Energy is on a one-way street -- toward outer space.
In all its forms, energy originated in the sun a long time ago, or in the formation of the earth, even a longer time ago. Living things, including people, harness and then release energy from various sources.
The most desirable energy is that highly-concentrated, geological stuff we call fossils -- the very best being petroleum. Once mined and combusted, fossils are gone forever, their last remnants of heat simply radiated away "toward unimagined voids beyond the sky."
While fossil-derived energy flows through our various economic systems, it gets treated by conventional economic theory like any other gradually changing variable. Instead, on the scale of history, fossil energy is an utterly transient thing.
So, how can economics assign an absolute geological value to an irreplaceable, essential commodity -- that's running out?

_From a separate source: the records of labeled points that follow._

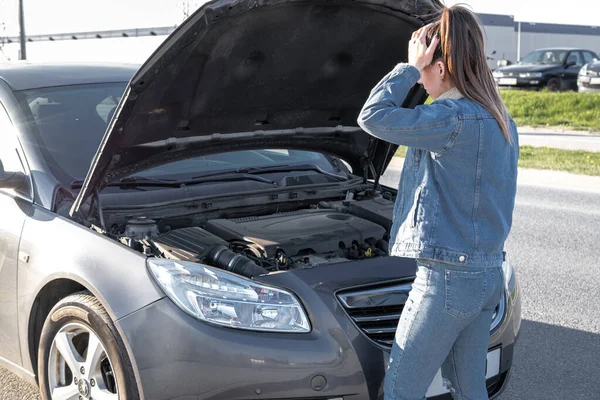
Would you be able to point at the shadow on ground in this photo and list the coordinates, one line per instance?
(555, 363)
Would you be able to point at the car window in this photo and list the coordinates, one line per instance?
(588, 57)
(11, 160)
(545, 57)
(68, 123)
(575, 57)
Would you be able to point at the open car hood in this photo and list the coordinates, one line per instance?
(242, 74)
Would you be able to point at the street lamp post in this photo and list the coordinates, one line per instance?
(23, 55)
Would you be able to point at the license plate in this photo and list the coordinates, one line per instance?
(507, 81)
(438, 388)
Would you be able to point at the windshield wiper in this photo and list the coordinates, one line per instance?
(277, 168)
(138, 181)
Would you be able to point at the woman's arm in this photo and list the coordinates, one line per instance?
(427, 127)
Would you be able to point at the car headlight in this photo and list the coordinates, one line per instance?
(510, 279)
(531, 75)
(223, 298)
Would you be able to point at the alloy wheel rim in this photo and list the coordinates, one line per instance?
(79, 367)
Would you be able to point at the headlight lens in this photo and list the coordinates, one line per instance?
(531, 75)
(222, 298)
(510, 279)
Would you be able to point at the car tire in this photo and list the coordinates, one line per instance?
(554, 84)
(75, 325)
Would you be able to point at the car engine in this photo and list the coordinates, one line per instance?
(329, 233)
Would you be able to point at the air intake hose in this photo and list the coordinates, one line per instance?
(220, 256)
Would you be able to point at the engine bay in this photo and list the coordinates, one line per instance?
(323, 233)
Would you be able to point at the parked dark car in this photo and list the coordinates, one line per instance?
(211, 226)
(553, 68)
(589, 77)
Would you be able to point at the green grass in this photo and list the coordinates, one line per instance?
(575, 161)
(580, 111)
(577, 111)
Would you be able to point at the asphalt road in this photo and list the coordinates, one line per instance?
(538, 137)
(553, 245)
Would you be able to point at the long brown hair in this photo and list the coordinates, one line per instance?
(461, 49)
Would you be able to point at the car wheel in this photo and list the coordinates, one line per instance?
(81, 354)
(554, 84)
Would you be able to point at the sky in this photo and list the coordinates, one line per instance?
(61, 16)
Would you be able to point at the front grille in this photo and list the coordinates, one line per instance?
(376, 310)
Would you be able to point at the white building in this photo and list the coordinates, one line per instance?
(507, 36)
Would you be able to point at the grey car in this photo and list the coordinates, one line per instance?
(589, 77)
(211, 225)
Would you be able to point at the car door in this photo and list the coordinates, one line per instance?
(14, 206)
(571, 71)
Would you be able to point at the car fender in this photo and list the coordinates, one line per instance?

"Did you ever feel a stone in your shoe?"
"Did you ever walk around for awhile with a stone in your shoe and get kind-a used to it?"
"Did you ever walk around for awhile with a stone in your shoe, get use to it, and take it out?"
"Did you ever walk around for awhile with a stone in your shoe, get used to it, take it out, and then miss it for the rest of the day?"
"Where are we going with this?"
"Funny, isn't it, how we adapt to life's irritations: a snoring mate, a sticking drawer, a rattling kickstand, a smelly car?"
"Did you ever walk around for awhile with a stone in your shoe, get used to it, take it out, miss it, and later feel a stone -- in your other shoe?"
Economic theory models the world as a network of entities transacting with one another. In each transaction, you have goods or services flowing in one direction and money flowing in the opposite direction. One kind of goods is energy.
Actually, all kinds of goods are energies, directly or indirectly. The same is true for all kinds of services.
Raw materials, from aluminum to zinc, cannot be mined or refined; work-in-process cannot be shaped, assembled, or packaged; finished products cannot be distributed -- without the expenditure of energy. Farms and feedlots, dairies and hatcheries all need energy to operate. So do hospitals, schools, banks, cafeterias, or wherever people expend human effort for other people. Even supplying energy needs a supply of energy.
So energy might be considered the "universal transactant," a ubiquitous counter-currency embodied within all other things, swimming against the world's monetary streams.